This spicy dish is based on the traditional Indonesian dish sambal goreng udang. Sambals are pungent, very hot dishes popular throughout south India and South-east Asia.

ingredients

serves 3 - 4
2 - 3 red chillies, seeded and chopped
3 shallots, chopped
1 lemon grass stalk, chopped
2 garlic cloves, chopped
thin sliver of dried shrimp paste
2.5 ml (4 tsp) ground galangal
5 ml (1 tsp) ground turmeric
5 ml (1 tsp) ground coriander
15 ml (1 tbsp) groundnut oil
250 ml (8 fl oz) 1 cup water
2 fresh kaffir lime leaves
5 ml (1 tsp) light brown soft sugar
2 tomatoes, skinned, seeded and chopped
250 ml (8 fl oz) 1 cup coconut milk
675 g (1 1/2 lb) large raw prawns, peeled and deveined
squeeze of lemon juice
salt
shredded spring onions and flaked coconut, to garnish

method

1. In a mortar, pound together the chillies, shallots, lemon grass, garlic, shrimp paste, galangal, turmeric and coriander with a pestle until the mixture forms a paste.
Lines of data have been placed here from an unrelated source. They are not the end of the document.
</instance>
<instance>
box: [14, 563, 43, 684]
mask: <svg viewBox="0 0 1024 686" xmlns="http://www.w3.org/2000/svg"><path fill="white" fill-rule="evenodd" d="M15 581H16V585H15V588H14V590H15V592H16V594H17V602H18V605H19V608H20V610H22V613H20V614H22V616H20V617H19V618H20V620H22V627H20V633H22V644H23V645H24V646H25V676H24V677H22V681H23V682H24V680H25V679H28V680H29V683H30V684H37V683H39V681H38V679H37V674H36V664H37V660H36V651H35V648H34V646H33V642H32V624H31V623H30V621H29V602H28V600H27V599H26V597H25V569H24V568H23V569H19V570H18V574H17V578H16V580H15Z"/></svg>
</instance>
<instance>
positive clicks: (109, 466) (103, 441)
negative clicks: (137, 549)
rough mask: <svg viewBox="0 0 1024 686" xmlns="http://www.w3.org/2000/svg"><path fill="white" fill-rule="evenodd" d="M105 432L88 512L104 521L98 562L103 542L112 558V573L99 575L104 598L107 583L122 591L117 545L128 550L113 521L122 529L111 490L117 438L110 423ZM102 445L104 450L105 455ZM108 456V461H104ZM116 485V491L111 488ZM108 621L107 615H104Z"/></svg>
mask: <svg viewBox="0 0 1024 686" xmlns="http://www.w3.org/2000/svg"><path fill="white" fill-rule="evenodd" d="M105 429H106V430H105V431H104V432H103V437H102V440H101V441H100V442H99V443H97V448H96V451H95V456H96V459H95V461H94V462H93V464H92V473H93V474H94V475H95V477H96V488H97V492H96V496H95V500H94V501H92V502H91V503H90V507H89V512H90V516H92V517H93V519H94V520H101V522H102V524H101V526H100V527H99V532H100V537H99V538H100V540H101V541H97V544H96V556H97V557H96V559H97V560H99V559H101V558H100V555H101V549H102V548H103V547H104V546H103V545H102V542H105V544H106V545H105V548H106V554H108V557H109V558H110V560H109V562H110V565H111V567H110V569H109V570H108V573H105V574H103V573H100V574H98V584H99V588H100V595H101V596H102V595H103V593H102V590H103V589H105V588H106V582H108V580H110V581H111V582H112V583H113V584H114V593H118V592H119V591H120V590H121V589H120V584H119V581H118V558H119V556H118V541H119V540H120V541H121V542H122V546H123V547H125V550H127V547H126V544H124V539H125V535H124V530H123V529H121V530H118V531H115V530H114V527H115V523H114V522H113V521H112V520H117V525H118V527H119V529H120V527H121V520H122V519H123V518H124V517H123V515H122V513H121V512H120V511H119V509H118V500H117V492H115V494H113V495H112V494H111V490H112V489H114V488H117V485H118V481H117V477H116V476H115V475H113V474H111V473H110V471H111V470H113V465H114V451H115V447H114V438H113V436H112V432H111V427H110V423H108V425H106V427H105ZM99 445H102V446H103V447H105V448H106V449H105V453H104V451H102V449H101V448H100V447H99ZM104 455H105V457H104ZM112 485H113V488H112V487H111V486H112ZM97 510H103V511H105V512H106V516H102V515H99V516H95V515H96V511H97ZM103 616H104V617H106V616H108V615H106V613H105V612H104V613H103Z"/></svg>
2. Heat a wok, add the oil and swirl it around. Add the spice paste and stir-fry for 2 minutes. Pour in the water and add the kaffir lime leaves, sugar and tomatoes. Simmer for 8 - 10 minutes until most of the liquid has evaporated.

3. Add the coconut milk and prawns and cook gently, stirring, for 4 minutes until the prawns are pink. Season with lemon juice and salt to taste. Transfer the mixture to a warmed serving dish, garnish with the spring onions and flaked coconut and serve.

Dried shrimp paste, widely used in Southeast Asian cooking, is available from oriental food stores. Ground galangal, which is similar to ground ginger and comes from the same family, is also available from oriental food stores.